Ini Ximin

Monday, May 13, 2013

Fanfict 'For Stella' Part 35; Demi Idola





‘For Stella’ adalah cerita fiksi bersambung dengan genre “komedi-romantis”. Penulis, Aziz Ramlie Adam, adalah seorang fans salah satu member JKT48 yang bernama Stella Cornelia. Berkat integritasnya dalam mengidolakan idol group yang satu ini, maka melahirkan inspirasi tersendiri untuk menghasilkan Fanfic for Idol ini.

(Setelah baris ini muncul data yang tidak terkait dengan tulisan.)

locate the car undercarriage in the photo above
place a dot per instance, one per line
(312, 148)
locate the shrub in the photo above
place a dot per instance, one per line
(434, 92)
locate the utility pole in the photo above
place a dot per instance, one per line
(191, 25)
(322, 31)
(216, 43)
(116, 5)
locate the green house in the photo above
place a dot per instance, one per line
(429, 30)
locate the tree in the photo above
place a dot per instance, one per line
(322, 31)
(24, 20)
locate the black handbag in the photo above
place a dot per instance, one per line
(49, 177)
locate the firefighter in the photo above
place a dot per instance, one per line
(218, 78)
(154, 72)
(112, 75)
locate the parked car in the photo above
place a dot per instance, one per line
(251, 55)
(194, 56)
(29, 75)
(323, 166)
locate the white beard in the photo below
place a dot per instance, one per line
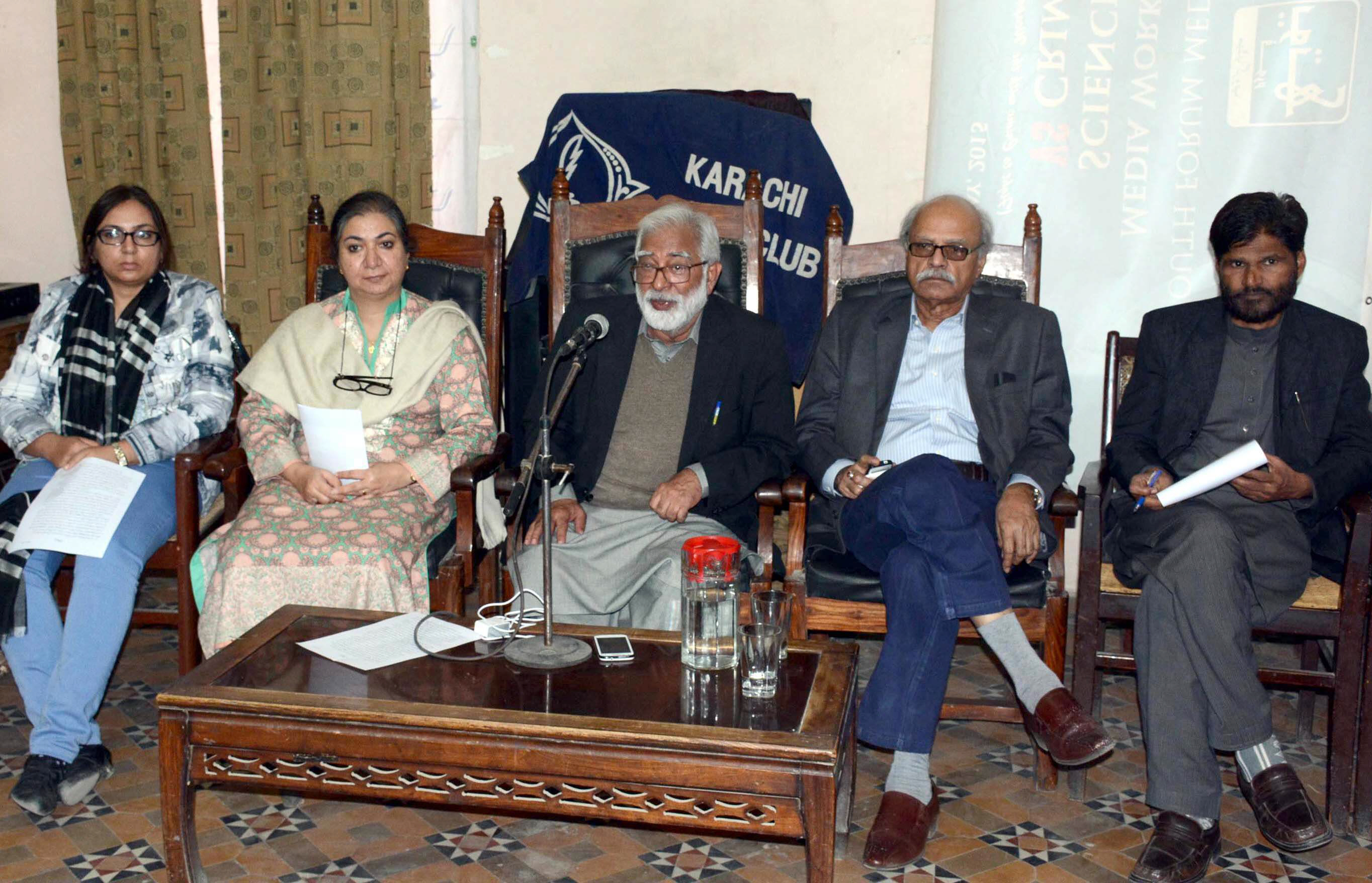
(687, 308)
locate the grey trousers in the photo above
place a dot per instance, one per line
(1211, 569)
(623, 571)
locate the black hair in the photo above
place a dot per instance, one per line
(1249, 214)
(106, 203)
(366, 203)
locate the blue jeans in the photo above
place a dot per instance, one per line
(930, 534)
(61, 669)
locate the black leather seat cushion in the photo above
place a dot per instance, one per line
(843, 578)
(600, 267)
(892, 283)
(437, 280)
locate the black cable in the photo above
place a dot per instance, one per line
(511, 559)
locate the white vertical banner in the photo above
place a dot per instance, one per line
(457, 127)
(1131, 123)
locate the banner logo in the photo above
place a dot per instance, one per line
(619, 180)
(1292, 63)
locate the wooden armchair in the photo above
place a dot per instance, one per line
(590, 254)
(836, 593)
(444, 267)
(1326, 610)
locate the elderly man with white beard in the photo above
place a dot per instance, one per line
(681, 412)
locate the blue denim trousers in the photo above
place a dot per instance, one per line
(62, 669)
(930, 535)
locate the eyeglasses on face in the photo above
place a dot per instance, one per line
(951, 251)
(675, 273)
(114, 236)
(364, 383)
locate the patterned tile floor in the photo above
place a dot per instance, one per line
(994, 826)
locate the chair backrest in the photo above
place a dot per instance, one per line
(592, 246)
(1120, 354)
(468, 271)
(879, 268)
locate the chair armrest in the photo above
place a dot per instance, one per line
(1094, 479)
(1064, 504)
(1357, 506)
(481, 468)
(224, 464)
(796, 489)
(505, 480)
(193, 457)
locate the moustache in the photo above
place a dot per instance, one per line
(945, 276)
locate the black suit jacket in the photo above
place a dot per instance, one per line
(740, 364)
(1323, 427)
(1017, 383)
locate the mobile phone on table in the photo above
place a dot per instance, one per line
(614, 648)
(880, 468)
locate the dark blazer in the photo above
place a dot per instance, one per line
(740, 364)
(1017, 383)
(1323, 427)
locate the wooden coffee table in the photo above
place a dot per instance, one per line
(647, 742)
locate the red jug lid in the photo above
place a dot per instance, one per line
(706, 552)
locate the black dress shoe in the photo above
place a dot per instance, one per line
(1180, 850)
(1286, 814)
(38, 786)
(91, 767)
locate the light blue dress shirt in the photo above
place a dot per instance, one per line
(929, 412)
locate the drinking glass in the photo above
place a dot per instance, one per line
(762, 645)
(773, 608)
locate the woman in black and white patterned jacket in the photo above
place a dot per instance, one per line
(125, 363)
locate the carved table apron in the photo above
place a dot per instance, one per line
(263, 714)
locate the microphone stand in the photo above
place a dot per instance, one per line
(552, 650)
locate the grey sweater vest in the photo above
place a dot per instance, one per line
(647, 444)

Episode sebelumnya (part 34); “Akibat kesalahan Abeck dan Budi yang khilaf untuk bergabung dengan para preman yang merupakan pelaku pembakaran beruntun, perlahan mulai diketahui sebenarnya bagaimana perasaan mereka. Di ambang kenyataan, Abeck tiba-tiba ingin putus hubungan dengan Sendy”. Selengkapnya bisa baca DI SINI.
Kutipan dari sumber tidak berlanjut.